AI Navigate

Speech Codec Probing from Semantic and Phonetic Perspectives

arXiv cs.CL / 3/12/2026

💬 OpinionIdeas & Deep AnalysisModels & Research

Key Points

  • The paper analyzes speech tokenizers to disentangle semantic and phonetic content, using word-level probing tasks, layerwise representation analysis, and cross-modal alignment metrics such as CKA.
  • It finds that current tokenizers primarily capture phonetic information rather than lexical-semantic structure.
  • This semantic-phonetic mismatch can degrade multimodal LLM performance when semantic content is assumed to align with text-derived semantics.
  • The work outlines practical implications for designing next-generation speech tokenization methods that better encode lexical semantics and improve cross-modal alignment.

Abstract

Speech tokenizers are essential for connecting speech to large language models (LLMs) in multimodal systems.
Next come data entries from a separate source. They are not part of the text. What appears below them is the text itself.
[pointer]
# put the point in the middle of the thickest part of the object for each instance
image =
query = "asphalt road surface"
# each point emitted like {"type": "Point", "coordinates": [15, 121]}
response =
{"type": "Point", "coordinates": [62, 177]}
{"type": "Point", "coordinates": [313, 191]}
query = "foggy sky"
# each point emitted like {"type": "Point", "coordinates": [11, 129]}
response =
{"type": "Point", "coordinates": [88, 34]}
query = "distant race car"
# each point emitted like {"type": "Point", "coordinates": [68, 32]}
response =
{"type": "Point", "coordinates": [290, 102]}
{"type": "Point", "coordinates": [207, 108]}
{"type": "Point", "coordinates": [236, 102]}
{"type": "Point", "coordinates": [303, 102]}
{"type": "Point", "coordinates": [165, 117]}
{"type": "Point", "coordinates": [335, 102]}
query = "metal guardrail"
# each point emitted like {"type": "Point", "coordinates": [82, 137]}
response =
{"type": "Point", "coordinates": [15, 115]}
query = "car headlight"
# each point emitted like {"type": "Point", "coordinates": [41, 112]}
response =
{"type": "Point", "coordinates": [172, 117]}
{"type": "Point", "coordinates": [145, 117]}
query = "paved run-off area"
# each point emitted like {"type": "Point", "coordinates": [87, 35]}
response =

These tokenizers are expected to preserve both semantic and acoustic information for downstream understanding and generation. However, emerging evidence suggests that what is termed "semantic" in speech representations does not align with text-derived semantics: a mismatch that can degrade multimodal LLM performance. In this paper, we systematically analyze the information encoded by several widely used speech tokenizers, disentangling their semantic and phonetic content through word-level probing tasks, layerwise representation analysis, and cross-modal alignment metrics such as CKA. Our results show that current tokenizers primarily capture phonetic rather than lexical-semantic structure, and we derive practical implications for the design of next-generation speech tokenization methods.